Grant Donaldson has started eight career games, made 24 solo tackles — including two sacks. He’s earned defensive MVP honors in a bowl game and made six stops behind the line of scrimmage.
In Air Force’s current reality, that makes him the defense's elder statesman without a close runner-up.
“The coaches definitely came up to me and said, ‘You’re going to be one of the guys this year and we’re going to need you to step up and be that leader,’” Donaldson said. “I’ve just taken from what I’ve seen since I was a freshman … Kyle Johnson and all those guys I’ve just looked up to for the past three years.”
On Tuesday, Air Force players — Donaldson and slot receiver Ben Peterson — and coach Troy Calhoun spoke with the media via Zoom for the first time this season as the opener against Navy approaches Saturday. Among the topics addressed was the large number of defensive players, including all five returning starters, who are among the roughly 40 players away from the team on administrative turnbacks and unavailable for the season.
With the Mountain West originally planning a spring season, turnbacks for the fall semester became an option for extending eligibility.
Those remaining on the defensive side will play a season of eight games with little experience to rely upon.
“It’s going to be a lot,” Donaldson said. “A lot of the younger guys, they haven’t truly experienced what it’s like to play in a service academy game, but we’re hoping as the older leaders in this group that we can get them up to speed.”
Calhoun noted this would be a season that, according to some measurements, was going to leave Air Force one of the least experienced rosters in the nation even before the coronavirus led to many of his players opting to temporarily leave the academy for the purpose of preserving eligibility on the back end.
“Each year you have different things that come about,” Calhoun said. “And this season, certainly, I think more so.”
Asked if the players left on the advice of the coaches, he said they did not.

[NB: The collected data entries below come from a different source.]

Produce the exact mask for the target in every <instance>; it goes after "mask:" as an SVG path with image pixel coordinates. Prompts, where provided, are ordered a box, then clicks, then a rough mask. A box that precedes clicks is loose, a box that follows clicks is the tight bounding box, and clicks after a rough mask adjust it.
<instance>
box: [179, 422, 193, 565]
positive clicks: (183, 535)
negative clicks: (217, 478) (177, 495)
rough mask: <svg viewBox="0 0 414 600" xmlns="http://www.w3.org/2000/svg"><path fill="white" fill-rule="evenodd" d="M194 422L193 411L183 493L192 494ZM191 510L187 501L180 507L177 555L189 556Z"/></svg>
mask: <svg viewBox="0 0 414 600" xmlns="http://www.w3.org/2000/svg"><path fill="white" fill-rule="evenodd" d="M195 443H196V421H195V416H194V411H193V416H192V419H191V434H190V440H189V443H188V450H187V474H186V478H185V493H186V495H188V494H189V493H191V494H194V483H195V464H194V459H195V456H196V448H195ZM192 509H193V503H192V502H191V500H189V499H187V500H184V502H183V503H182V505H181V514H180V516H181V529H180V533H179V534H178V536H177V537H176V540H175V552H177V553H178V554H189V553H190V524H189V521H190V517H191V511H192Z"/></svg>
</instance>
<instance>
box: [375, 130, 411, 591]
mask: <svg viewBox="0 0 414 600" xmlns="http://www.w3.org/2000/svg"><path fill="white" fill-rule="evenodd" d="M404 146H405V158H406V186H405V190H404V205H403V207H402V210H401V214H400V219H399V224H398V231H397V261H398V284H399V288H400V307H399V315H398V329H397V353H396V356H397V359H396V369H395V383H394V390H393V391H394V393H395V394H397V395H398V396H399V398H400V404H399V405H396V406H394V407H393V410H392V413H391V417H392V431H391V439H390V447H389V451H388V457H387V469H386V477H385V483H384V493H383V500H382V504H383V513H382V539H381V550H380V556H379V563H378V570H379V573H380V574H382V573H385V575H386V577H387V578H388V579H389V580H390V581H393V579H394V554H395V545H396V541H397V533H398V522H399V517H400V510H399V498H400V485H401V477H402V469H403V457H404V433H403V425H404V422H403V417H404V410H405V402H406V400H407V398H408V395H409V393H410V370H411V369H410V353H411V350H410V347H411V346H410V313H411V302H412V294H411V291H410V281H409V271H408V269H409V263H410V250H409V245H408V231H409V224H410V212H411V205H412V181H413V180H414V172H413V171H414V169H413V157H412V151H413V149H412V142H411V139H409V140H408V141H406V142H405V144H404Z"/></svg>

“Not at all,” Calhoun said. “That’s not something with which you’re involved. Like we said earlier, academically, I think there’s some advantages of being in person, where maybe that can occur down the road. I think the other thing, just in terms of military preparation as an officer, if you truly believe in your soul in the strength of the leadership experience athletically, we want to make sure we’re able to optimize that as much as we can, too.”
For now, Air Force is left with a defense where the experience is mostly limited to Donaldson and fellow outside linebacker Parker Noren.
“There are going to be some new guys that really haven’t played a whole lot in regards to college football,” Calhoun said. “You love the effort, you absolutely love the attitude.”
Donaldson explained his reasoning for not taking a turnback.
“Just the uncertainty factor, really, was the main thing,” he said. “Not knowing exactly what was going to happen. That is what convinced me to stay.”
The others who opted to stay will take the field 4 p.m. Saturday at Falcon Stadium.
“Regardless of who we have on the field, we’re going to be ready and we’re going to be prepared to go,” Donaldson said. “We’re just excited for the opportunity to be able to play this year.”